IC 5070 and IC 5067, known as the Pelican Nebula, comprise a region of ionized hydrogen gas about 1800 light years away in the constellation Cygnus. The glowing hydrogen in this emission nebula resembles a pelican, hence its name.


Exposure  • 18 hours
   ☞ Color: 6.4 hours (48 X 8 minutes) @ -10°C (August 2019)
   ☞ Hα: 11.7 hours (70 X 10 minutes) @ -15°C (August 2022)
 • Dusk flats
 • Camera position angle: 257°
Processing
 • With PixInsight:
   ☞ Calibration and star registeraton
   ☞ Subframe integration
   ☞ Histogram transformation
   ☞ Background noise reduction
 • Noise reduction and detail recovery in Topaz DeNoise AI
 • Final tweaking in Photoshop CS6
Date and Location  • August 29, 2019; August 3 & 12, 2022
 • Louisa County, Virginia, USA
Equipment
 • TMB-130SS APO refractor @ f/7 on an A-P 1200 mount
 • ZWO ASI-1600MC Pro color camera
 • Guided with a ZWO ASI-120M camera on a 60mm f/5 scope
 • Imaging and autoguiding with MaxIm DL 6.20
 • Automated image acquisition with ACP Observatory Control

Artistic Whimsy

In 2005 I imaged the Pelican with a telescope and camera having a smaller field of view that didn't show the entire head.

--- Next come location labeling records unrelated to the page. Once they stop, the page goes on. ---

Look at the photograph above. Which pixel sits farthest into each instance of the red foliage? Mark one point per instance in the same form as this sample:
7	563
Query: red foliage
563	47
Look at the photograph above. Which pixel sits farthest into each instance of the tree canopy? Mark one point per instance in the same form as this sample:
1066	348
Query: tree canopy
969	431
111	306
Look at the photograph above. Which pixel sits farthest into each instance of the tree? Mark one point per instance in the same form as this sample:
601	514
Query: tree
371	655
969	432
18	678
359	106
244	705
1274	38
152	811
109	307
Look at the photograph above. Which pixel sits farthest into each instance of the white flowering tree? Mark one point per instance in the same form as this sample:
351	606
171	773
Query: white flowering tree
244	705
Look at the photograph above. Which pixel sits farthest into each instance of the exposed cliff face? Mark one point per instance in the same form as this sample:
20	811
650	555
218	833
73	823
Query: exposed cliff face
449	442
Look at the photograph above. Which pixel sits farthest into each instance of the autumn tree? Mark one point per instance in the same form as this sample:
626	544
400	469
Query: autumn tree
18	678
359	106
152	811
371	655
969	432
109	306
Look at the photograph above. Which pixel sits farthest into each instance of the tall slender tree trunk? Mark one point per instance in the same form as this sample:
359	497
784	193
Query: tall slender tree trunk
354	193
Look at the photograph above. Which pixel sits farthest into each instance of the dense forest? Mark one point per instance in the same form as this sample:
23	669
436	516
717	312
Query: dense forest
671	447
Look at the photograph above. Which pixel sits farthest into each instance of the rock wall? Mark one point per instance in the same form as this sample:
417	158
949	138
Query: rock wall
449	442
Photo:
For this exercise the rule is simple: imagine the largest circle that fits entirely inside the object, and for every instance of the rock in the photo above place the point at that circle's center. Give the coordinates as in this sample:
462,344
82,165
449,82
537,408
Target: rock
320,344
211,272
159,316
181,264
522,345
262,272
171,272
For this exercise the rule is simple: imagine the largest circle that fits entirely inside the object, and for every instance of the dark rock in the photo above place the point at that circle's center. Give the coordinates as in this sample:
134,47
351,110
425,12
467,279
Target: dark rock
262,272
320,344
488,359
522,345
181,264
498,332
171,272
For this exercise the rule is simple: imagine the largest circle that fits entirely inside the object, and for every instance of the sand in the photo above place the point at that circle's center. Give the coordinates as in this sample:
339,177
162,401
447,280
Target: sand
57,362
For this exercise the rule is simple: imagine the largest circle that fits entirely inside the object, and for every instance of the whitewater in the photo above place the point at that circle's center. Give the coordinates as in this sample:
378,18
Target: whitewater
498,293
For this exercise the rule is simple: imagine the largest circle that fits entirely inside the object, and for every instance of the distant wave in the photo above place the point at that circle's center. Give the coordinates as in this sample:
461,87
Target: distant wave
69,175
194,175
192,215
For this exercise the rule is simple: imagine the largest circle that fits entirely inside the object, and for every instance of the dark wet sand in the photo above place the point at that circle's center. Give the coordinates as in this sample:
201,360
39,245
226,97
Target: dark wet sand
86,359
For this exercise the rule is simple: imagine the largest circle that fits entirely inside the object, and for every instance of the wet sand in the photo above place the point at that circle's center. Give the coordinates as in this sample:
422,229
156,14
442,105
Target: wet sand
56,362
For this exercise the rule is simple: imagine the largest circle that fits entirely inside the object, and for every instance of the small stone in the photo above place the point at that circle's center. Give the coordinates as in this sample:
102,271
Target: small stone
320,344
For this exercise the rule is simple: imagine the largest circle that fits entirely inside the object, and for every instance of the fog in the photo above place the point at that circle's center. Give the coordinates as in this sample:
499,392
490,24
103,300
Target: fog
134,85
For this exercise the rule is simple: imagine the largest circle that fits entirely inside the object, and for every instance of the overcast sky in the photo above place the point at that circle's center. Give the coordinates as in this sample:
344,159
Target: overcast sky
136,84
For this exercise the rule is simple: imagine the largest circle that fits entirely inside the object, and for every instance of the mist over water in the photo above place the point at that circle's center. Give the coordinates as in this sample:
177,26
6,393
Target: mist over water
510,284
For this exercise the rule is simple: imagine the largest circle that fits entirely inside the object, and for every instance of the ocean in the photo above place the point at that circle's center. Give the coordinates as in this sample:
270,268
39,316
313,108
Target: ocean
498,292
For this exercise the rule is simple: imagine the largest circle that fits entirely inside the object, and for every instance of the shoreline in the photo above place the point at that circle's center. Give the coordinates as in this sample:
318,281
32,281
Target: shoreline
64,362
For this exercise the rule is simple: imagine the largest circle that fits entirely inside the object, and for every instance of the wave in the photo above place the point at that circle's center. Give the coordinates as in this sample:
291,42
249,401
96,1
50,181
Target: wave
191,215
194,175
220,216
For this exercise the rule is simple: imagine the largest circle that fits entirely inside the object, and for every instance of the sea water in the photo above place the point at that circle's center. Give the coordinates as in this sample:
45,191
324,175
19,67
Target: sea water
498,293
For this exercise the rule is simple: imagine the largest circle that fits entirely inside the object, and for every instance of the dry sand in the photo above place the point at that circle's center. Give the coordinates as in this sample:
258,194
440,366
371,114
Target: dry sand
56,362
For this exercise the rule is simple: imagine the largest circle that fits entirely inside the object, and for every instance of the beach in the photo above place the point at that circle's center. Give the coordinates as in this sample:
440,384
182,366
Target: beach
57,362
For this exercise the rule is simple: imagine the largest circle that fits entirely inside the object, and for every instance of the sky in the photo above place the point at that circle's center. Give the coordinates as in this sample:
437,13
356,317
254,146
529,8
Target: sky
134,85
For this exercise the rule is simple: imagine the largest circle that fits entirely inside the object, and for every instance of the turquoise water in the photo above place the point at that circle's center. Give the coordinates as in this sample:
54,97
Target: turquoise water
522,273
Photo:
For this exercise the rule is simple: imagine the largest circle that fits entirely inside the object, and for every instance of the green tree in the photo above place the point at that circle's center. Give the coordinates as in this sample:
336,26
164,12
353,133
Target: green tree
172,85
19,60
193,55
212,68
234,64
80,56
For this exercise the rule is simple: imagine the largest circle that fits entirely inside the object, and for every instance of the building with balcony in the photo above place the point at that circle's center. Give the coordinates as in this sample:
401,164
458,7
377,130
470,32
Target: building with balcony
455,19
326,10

I was struck by how a small region of the neck resembles an erupting volcano.

I opened the monochrome hydrogen-alpha image in Photoshop, rotated it, cropped it, and colored it reddish-orange. The region is outlined in yellow in the left image below, and the right image shows the resulting "volcano." You can see the full-size image here.